Tensorflow object detection API 源码阅读笔记:Fast r-cnn

Update:
建议先看从编程实现角度学习Faster R-CNN,比较直观。这里由于源代码抽象程度较高,显得比较混乱。

Old:

之前看过检测api整体的代码架构,rpn部分和几个基本类,这次仔细看看Fast r-cnn部分,顺便把之前看过的东西串一串。

"""object_detection/meta_architectures/faster_rcnn_meta_arch.py"""
class FasterRCNNFeatureExtractor(object)类声明了_extract_proposal_features_extract_box_classifier_features等抽象函数。

不过我们先看下restore_from_classification_checkpoint_fn函数,它返回的是variables_to_restore字典,看一下后面的restore_map函数就懂了,创建了模型中变量和checkpoint中变量名字的映射,且区分了分类的checkpoint(用于初始化)和检测的checkpoint。
class FasterRCNNMetaArch(model.DetectionModel)
注意到用了好多@property,是将方法当成属性来调用。在类的定义中使用@property修饰函数,可以让调用者写出简短的代码,同时保证对参数进行必要的检查。还可以定义只读属性,不定义setter方法就是一个只读属性。

"""这个max_num_proposals为什么这样设定?,暂时不太明白,后续研究"""
def max_num_proposals(self):
    Max number of proposals (to pad to) for each image in the input batch.
    At training time, this is set to be the `second_stage_batch_size` if hard
    example miner is not configured, else it is set to
    `first_stage_max_proposals`. At inference time, this is always set to
    `first_stage_max_proposals`.

"""这个函数调用了image_resizer_fn,把归一化等其他预处理都留给feature_extractor来做"""
def preprocess(self, inputs)

"""这个函数比较复杂,首先是一些特殊的处理需要注意:
    + Anchor pruning vs. clipping: following the recommendation of the Faster
    R-CNN paper, we prune anchors that venture outside the image window at
    training time and clip anchors to the image window at inference time.
    + Proposal padding: as described at the top of the file, proposals are
    padded to self._max_num_proposals and flattened so that proposals from all
    images within the input batch are arranged along the same batch dimension.
"""
def predict(self, preprocessed_inputs)
    返回的prediction_dict包含11项。
        1) rpn_box_predictor_features: A 4-D float32 tensor with shape
          [batch_size, height, width, depth] to be used for predicting proposal
          boxes and corresponding objectness scores.
          #sliding window得到的intermediate layer,directly fed to a box predictor。代码中也称作RPN feature map。
        2) rpn_features_to_crop: A 4-D float32 tensor with shape
          [batch_size, height, width, depth] representing image features to crop
          using the proposal boxes predicted by the RPN.  
          #其实就是前面特征提取器得到的feature map。就是截断处block3的activations,然后过一个卷积得到rpn_box_predictor_features。
        3) image_shape: a 1-D tensor of shape [4] representing the input
          image shape.
        6) anchors: A 2-D tensor of shape [num_anchors, 4] representing anchors
          for the first stage RPN (in absolute coordinates).  Note that
          `num_anchors` can differ depending on whether the model is created in
          training or inference mode.
        #上述四个来自self._extract_rpn_feature_maps(preprocessed_inputs),调用的是FasterRCNNResnetV1FeatureExtractor._extract_proposal_features。

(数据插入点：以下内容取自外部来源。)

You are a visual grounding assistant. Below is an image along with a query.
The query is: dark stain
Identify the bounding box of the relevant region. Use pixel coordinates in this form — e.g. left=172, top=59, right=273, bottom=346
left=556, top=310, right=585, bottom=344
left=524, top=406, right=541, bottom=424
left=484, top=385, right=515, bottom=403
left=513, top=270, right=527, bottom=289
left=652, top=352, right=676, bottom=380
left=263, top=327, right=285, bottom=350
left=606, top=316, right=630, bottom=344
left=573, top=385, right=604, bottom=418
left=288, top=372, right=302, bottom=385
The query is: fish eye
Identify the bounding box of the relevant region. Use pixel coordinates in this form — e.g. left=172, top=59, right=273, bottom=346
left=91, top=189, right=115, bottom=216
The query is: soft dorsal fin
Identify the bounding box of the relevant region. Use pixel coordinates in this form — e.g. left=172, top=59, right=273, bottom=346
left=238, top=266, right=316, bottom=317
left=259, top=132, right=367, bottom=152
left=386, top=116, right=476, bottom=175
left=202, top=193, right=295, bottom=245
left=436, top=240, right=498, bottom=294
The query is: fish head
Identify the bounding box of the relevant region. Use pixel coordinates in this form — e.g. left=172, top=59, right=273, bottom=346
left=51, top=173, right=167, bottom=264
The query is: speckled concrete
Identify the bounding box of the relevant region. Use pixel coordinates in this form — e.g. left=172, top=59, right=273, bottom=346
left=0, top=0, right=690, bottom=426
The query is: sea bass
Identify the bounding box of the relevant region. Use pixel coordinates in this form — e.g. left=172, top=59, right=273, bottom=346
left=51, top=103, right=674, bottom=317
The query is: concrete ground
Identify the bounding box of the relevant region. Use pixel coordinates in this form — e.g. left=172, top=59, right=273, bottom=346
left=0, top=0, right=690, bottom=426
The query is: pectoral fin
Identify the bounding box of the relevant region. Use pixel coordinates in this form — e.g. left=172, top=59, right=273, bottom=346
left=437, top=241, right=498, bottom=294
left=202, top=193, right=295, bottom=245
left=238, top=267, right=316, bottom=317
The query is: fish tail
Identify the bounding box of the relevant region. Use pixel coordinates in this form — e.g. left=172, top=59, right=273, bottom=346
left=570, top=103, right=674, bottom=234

        4) rpn_box_encodings:  3-D float tensor of shape
          [batch_size, num_anchors, self._box_coder.code_size] containing
          predicted boxes.
        5) rpn_objectness_predictions_with_background: 3-D float tensor of shape
          [batch_size, num_anchors, 2] containing class
          predictions (logits) for each of the anchors.  Note that this
          tensor *includes* background class predictions (at class index 0).
        #上述两个来自self._predict_rpn_proposals(rpn_box_predictor_features),具体实现在box_predictor中,如class ConvolutionalBoxPredictor(BoxPredictor),没什么特殊的,本质就是拿卷积拟合位置和类别。看起来结合之前看过的,rpn阶段的内容已经比较熟悉了(当然,一些外部参数如何引入到模型的部分还没看,应该在train脚本里)。注意:num_anchors_per_location=self._first_stage_anchor_generator.num_anchors_per_location()),是一个列表: [len(self._scales) * len(self._aspect_ratios)],通常就是3*3=9,表示rpn_features_to_crop中的每个位置取9个anchor,列表元素个数是1表示只在一张特征图上取anchor(可参考ssd paper还是yolo2 paper在多张特征图上取anchor的情况,后面我们也会读ssd的代码)。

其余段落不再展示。